It had better. If the mapping is invalidated I would hope that
generates an io fault that gets handled by the driver to setup the new
mapping. I don't see how it can work otherwise.

>> > Most likely ODP & DAX would need to be used together to get robust
>> > user applications, as having the user QP's go to an error state at
>> > random times (due to DMA failures) during operation is never going to
>> > be acceptable...
>>
>> It's not random. The process that set up the mapping and registered
>> the memory gets SIGIO when someone else tries to modify the file map.
>> That process then gets /proc/sys/fs/lease-break-time seconds to fix
>> the problem before the kernel force revokes the DMA access.
>
> Well, the process can't fix the problem in bounded time, so it is
> random if it will fail or not.
>
> MR life time is under the control of the remote side, and time to
> complete the network exchanges required to release the MRs is hard to
> bound. So even if I implement SIGIO properly my app will still likely
> have random QP failures under various cases and work loads. :(
>
> This is why ODP should be the focus because this cannot work fully
> reliably otherwise..

The lease break time is configurable.
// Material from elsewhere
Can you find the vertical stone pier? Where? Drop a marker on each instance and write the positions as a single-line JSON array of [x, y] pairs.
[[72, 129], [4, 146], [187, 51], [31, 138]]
If that application can't
respond to a stop request within a timeout of its own choosing then it
should not be using DAX mappings.

>
>> > Perhaps you might want to initially only support ODP MR mappings with
>> > DAX and then the DMA fencing issue goes away?
>>
>> I'd rather try to fix the non-ODP DAX case instead of just turning it off.
>
> Well, what about using SIGKILL if the lease-break-time hits? The
> kernel will clean up the MRs when the process exits and this will
> fence DMA to that memory.

Can you point me to where the MR cleanup code fences DMA and quiesces
the device?

> But, still, if you really want to be fined graned, then I think
> invalidating the impacted MR's is a better solution for RDMA than
> trying to do it with the IOMMU...

If there's a better routine for handling ib_umem_lease_break() I'd
love to use it. Right now I'm reaching for the only tool I know for
kernel enforced revocation of DMA access.